President Trump has threatened to veto the 2021 NDAA for reasons not related to its beneficial ownership disclosure requirements; however, based upon public reporting, Congress currently appears poised to pass the 2021 NDAA in spite of this veto threat, and potentially with veto-proof vote margins in both the House and Senate.[8] As the disclosure requirements of the 2021 NDAA have bipartisan support and have remained in the bill after going through conference, these provisions are very likely to be included in the version of the 2021 NDAA that Congress ultimately passes. It is anticipated that Congress will pass the 2021 NDAA in the next one or two weeks and, in any event, by the end of 2020.

As a result, reporting companies and particularly those reporting companies that have not previously been subject to beneficial ownership disclosure requirements in the United States, should carefully review the disclosure requirements within the 2021 NDAA to determine whether the bill, if passed into law, may impose reporting requirements on them. U.S. companies and non-U.S. companies registered to do business in the United States should also review the broad list of exclusions from the definition of “reporting company” in the 2021 NDAA to see if any exclusion(s) may be applicable to them. Reporting companies should also closely monitor FinCEN’s rulemaking process to implement the disclosure requirements of the 2021 NDAA as well as any guidance FinCEN issues, as both may provide additional context around certain definitions of terms used in the 2021 NDAA, including, among others, what constitutes “substantial control” over an entity that is sufficient to be considered to be a beneficial owner.
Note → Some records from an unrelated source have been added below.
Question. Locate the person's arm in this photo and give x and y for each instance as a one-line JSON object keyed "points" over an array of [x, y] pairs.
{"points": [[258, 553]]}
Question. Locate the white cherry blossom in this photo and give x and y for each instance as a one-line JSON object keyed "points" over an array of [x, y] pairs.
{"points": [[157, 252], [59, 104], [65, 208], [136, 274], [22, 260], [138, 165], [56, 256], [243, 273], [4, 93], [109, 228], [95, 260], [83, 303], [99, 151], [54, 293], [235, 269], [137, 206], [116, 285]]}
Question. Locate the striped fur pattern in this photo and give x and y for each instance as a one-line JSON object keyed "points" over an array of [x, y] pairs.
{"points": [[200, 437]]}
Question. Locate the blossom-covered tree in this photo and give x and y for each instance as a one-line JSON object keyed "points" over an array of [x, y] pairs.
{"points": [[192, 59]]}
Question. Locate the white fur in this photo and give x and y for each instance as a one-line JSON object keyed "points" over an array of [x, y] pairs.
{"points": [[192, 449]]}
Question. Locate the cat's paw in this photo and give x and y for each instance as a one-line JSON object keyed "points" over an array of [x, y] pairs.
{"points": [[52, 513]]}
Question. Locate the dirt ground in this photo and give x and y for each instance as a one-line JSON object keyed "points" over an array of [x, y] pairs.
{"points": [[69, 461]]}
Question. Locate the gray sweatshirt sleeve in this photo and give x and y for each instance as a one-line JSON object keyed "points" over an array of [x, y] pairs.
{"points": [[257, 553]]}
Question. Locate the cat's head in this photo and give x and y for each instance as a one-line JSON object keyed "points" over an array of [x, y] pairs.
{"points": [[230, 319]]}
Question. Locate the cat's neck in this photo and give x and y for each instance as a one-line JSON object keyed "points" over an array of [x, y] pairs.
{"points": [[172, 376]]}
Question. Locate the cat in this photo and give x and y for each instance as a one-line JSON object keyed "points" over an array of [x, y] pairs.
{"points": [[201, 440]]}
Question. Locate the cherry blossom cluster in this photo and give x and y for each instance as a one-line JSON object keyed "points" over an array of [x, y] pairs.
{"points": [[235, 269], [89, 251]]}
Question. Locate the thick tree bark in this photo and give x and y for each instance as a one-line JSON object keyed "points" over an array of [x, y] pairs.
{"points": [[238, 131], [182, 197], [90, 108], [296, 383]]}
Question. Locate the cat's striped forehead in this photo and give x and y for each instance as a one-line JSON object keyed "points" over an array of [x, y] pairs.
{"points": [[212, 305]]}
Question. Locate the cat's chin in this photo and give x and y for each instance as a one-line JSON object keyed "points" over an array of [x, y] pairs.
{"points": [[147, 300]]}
Finally, as a result of the increased beneficial ownership reporting requirements to FinCEN for reporting companies, another section of the 2021 NDAA instructs the Secretary of the Treasury to remove (once the FinCEN regulations implementing the 2021 NDAA beneficial owner reporting requirements are issued) certain customer due diligence requirements with respect to the beneficial owners of financial institutions’ legal entity customers that ARE currently in force at 31 C.F.R. § 1010.230(b)-(j) in order to “reduce any burdens on financial institutions and legal entity customers” that, in light of the new reporting requirements of the 2021 NDAA, would be “unnecessary or duplicative.” However, this section of the 2021 NDAA also allows the Secretary of the Treasury to retain some discretion to revise or undergo additional rulemaking with respect to the remaining customer due diligence regulatory requirements for financial institutions.